The final design balances the cold precision of lab equipment with the warmth of a tool that belongs in a creative studio. The project strengthened my belief that technical products deserve the same care and restraint we reserve for objects meant to be lived with.

App Support

Pick a preset. The rest is handled.

Film knowledge,
built in.

Choose your film stock and the app configures every setting automatically — temperature, timing, agitation. No lookup charts, no guesswork. Just load, tap, and walk away.

Film Preset Library

Built-in profiles for Kodak, Ilford, Fuji and more — dial in once, reuse forever.

Live Temperature Monitor

Real-time readout from the onboard DS18B20 sensor, displayed and logged in-app.

Automated Agitation Timer

Step-by-step agitation scheduling with haptic and visual alerts at each interval.

Session History

Every roll logged — film stock, chemistry, temperature, and duration — for consistent results.

Not one step left to chance.

From chemical pour
to final wash.

The app walks you through every development stage with precise timing and real-time temperature feedback — so every roll comes out exactly as intended.

Step-by-Step Guidance

Developer, stop bath, fixer — each stage timed and prompted automatically.

Agitation Alerts

Haptic and visual reminders fire at the exact moment agitation is needed.

Temperature Warnings

Live alerts if chemistry drifts out of the target range mid-process.

Push & Pull Support

Adjust development time for pushed or pulled exposures with one tap.

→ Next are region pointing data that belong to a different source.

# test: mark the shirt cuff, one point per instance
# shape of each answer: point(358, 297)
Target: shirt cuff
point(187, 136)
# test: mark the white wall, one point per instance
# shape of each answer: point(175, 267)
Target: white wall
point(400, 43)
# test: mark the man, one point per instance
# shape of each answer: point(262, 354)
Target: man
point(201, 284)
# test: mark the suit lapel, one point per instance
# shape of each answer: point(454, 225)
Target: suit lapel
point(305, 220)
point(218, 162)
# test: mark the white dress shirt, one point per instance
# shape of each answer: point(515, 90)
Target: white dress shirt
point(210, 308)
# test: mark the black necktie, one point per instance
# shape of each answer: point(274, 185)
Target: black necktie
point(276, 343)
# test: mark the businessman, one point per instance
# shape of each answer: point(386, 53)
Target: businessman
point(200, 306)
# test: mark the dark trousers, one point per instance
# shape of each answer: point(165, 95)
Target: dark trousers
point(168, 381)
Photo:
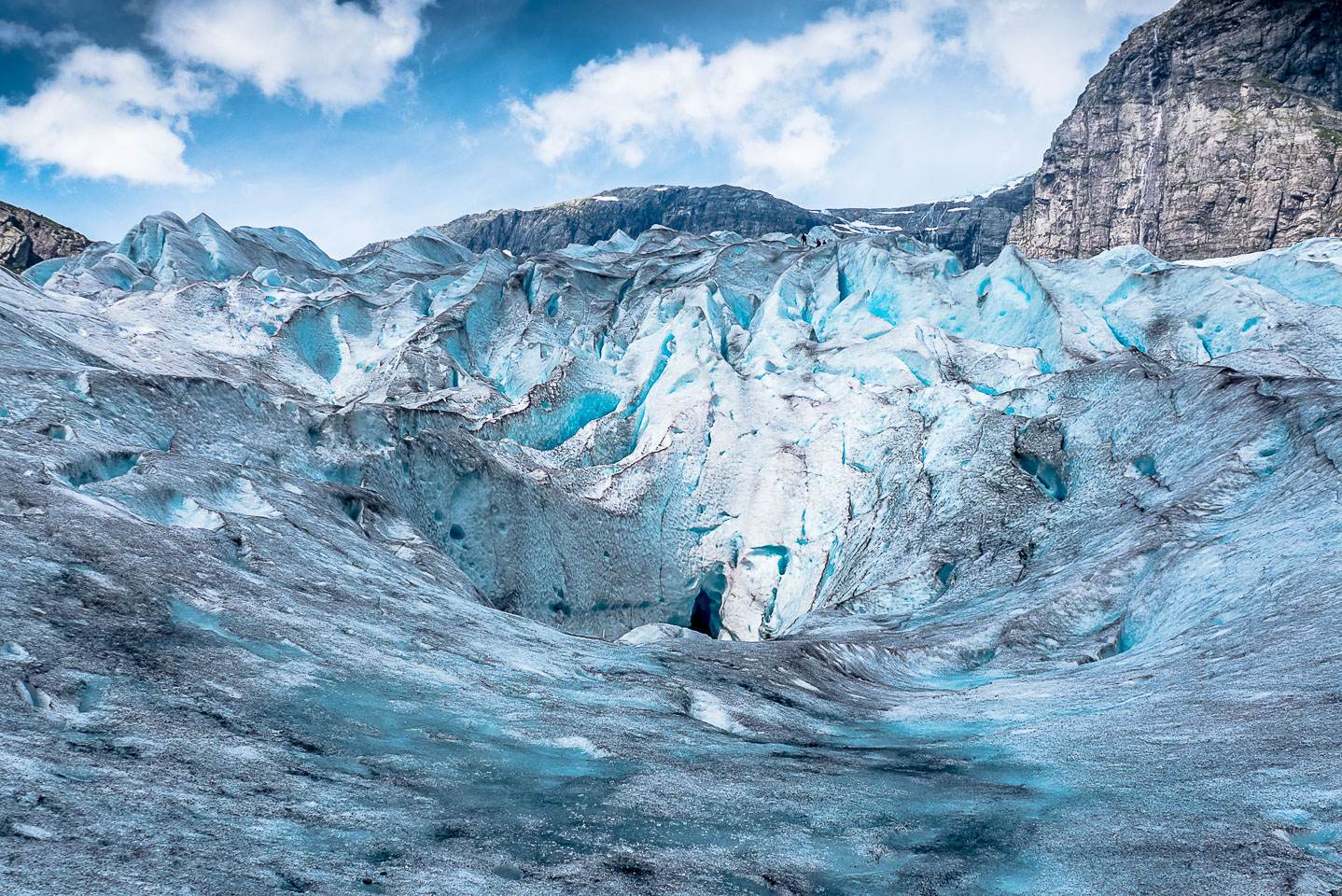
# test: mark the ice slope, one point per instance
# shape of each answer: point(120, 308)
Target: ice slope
point(1022, 579)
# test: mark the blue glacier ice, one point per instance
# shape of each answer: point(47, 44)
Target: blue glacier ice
point(668, 565)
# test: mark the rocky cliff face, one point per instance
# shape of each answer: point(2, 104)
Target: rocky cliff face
point(694, 209)
point(27, 238)
point(974, 229)
point(1215, 129)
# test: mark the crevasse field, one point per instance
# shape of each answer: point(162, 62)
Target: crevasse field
point(396, 574)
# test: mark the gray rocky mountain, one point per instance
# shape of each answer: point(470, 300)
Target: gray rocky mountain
point(1213, 131)
point(974, 227)
point(27, 238)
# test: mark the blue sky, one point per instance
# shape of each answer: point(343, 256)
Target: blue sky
point(364, 119)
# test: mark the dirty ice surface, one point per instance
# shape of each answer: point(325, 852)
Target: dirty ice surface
point(673, 565)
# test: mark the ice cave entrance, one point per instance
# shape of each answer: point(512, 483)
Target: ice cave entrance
point(706, 616)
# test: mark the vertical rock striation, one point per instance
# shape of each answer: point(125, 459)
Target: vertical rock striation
point(1215, 129)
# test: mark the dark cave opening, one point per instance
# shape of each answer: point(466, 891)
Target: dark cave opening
point(706, 616)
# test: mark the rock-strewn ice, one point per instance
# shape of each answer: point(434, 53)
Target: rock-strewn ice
point(1043, 555)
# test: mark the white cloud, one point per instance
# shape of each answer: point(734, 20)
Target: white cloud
point(336, 54)
point(775, 105)
point(762, 101)
point(106, 113)
point(1041, 48)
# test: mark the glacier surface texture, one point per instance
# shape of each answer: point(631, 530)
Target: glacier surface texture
point(673, 565)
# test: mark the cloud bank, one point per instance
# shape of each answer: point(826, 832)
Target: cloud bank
point(337, 55)
point(107, 113)
point(774, 106)
point(114, 114)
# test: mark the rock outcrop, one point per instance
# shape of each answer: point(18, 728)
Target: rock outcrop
point(1213, 131)
point(634, 209)
point(27, 238)
point(973, 227)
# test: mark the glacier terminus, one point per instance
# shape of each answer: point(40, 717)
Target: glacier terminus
point(668, 565)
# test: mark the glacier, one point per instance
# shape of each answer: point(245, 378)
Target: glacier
point(676, 564)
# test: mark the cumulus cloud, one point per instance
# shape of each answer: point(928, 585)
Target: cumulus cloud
point(760, 100)
point(1041, 48)
point(337, 55)
point(774, 105)
point(106, 113)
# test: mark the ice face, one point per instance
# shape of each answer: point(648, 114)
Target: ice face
point(929, 580)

Every variable. Your call.

Manual configuration screen

Your recipe,
your rules.

Skip the presets and dial in every variable yourself — film type, develop time, temperature, and push/pull compensation — for complete creative control over the process.

Film Type Selection

Choose between Color Negatives, Slides, or B/W — settings adapt automatically.

Custom Develop Time

Tap +/− to set your exact development duration down to the second.

Temperature Target

Set your chemistry temperature in °F — the sensor monitors and alerts in real time.

Push / Pull Compensation

Dial in +1, +2 or pull stops to match how you shot the roll.